Eins mit Stern für Zahlen-Akrobaten


56.000 Achtklässler beim Hessischen Mathematik-Wettbewerb

Wetzlar. „Für Mathe muss ich nicht wirklich viel lernen. Das kann ich einfach, und schon im Kindergartenalter konnte ich vierstellige Zahlen addieren.“ Joschi Erhardt, Sieger des 42. Hessischen Mathematik-Wettbewerbes der Gruppe Gymnasien besucht die Wiesbadener Dilthey-Schule und freut sich über seinen ersten Platz.

Obwohl ihm der Umgang mit Zahlen so leicht fällt, ist Mathe nicht das Lieblingsfach des 13-Jährigen: „Griechisch und Latein habe ich definitiv lieber.“

Auch Fabian Baum von der Gesamtschule Niederaula, Sieger der Gruppe Realschulen, begeistert sich eher für andere Disziplinen. Sein Lieblingsfach ist Sport. „Wir haben viele in der Klasse, die echt gut sind in Mathe. Und obwohl ich gerne rechne, habe ich sicher auch ein bisschen Glück gehabt“, sagt der 14-Jährige bescheiden.

„Plötzlich hat es ,Klick’ gemacht”

Doch nicht nur Mathe-Asse, die wie Joschi und Fabian von kleinauf gerne mit Zahlen jonglieren, haben bei diesem Wettbewerb gute Chancen auf einen vorderen Platz. Auch Selina Post (14), die nicht immer erfolgreich war im Umgang mit Zahlen, nutzte ihre Chance.

Das Mädchen Selina von der Elisabethenschule in Hofheim belegte den zweiten Platz in der Gruppe Realschulen. „Früher lief es in Mathe nicht so gut und ich musste sogar Nachhilfestunden nehmen. Aber in der achten Klasse hat es plötzlich ‚Klick‘ gemacht und das Fach macht mir jetzt richtig Spaß“, freut sie sich.

Fast 56.000 Zahlen-Akrobaten der achten Klassen beteiligten sich am Mathematik-Wettbewerb 2009/2010. Die 18 Besten standen nach drei Runden fest und wurden bei der Hexagon Metrology GmbH in Wetzlar geehrt. Dort konnten sie Mathematik in der Paxis erleben.

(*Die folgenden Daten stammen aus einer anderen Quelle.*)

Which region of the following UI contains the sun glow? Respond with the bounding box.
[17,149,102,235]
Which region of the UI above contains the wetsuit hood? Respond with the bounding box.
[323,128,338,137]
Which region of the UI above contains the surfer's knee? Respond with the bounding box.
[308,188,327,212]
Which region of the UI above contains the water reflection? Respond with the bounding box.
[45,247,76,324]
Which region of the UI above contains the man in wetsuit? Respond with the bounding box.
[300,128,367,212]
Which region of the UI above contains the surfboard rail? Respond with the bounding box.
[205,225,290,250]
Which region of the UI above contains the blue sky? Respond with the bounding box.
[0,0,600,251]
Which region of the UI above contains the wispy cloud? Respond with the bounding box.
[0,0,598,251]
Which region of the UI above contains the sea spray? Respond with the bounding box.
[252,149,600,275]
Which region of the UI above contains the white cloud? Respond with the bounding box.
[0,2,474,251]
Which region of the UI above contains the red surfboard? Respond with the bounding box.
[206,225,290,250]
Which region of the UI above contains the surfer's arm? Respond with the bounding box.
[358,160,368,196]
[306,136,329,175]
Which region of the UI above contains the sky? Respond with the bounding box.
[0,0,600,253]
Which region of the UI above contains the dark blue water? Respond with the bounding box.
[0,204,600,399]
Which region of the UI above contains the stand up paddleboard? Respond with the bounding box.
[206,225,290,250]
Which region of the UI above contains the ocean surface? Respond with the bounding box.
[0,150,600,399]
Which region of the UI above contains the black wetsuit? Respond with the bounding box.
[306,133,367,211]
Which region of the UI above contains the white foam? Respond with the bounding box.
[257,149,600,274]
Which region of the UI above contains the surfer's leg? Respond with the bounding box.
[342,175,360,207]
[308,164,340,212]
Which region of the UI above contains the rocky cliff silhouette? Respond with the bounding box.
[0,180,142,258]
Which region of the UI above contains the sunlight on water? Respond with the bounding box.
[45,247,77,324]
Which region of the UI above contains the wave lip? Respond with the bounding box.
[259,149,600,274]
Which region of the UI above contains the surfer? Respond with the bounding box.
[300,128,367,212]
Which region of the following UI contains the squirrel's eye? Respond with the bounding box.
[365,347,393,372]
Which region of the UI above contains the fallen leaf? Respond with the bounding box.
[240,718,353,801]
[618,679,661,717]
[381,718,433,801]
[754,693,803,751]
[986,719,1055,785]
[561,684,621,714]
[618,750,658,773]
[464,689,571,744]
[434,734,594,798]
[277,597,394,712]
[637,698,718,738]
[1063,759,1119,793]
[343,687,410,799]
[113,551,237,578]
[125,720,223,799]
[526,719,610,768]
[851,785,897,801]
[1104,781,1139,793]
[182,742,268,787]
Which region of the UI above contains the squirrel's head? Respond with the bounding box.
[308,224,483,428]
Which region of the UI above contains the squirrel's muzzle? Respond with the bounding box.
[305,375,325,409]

Das Unternehmen gilt als führend in der Messtechnik. Es bietet Lösungen von kleinen manuellen Geräten bis zu sehr großen Systemen für die Luft- und Raumfahrt-Industrie. Auf Mikrometer genau wird dort alles vermessen.

Auch Deutsch und Englisch sind wichtig

„Mathematik und mathematisches Denken bilden die solide Grundlage für unsere kreativen Problemlösungen“, so Alexander Jakob, Bereichsleiter Personal- und Sozialwesen bei Hexagon Metrology. Für ihn sind gute Noten in Mathe neben Deutsch und Englisch entscheidend.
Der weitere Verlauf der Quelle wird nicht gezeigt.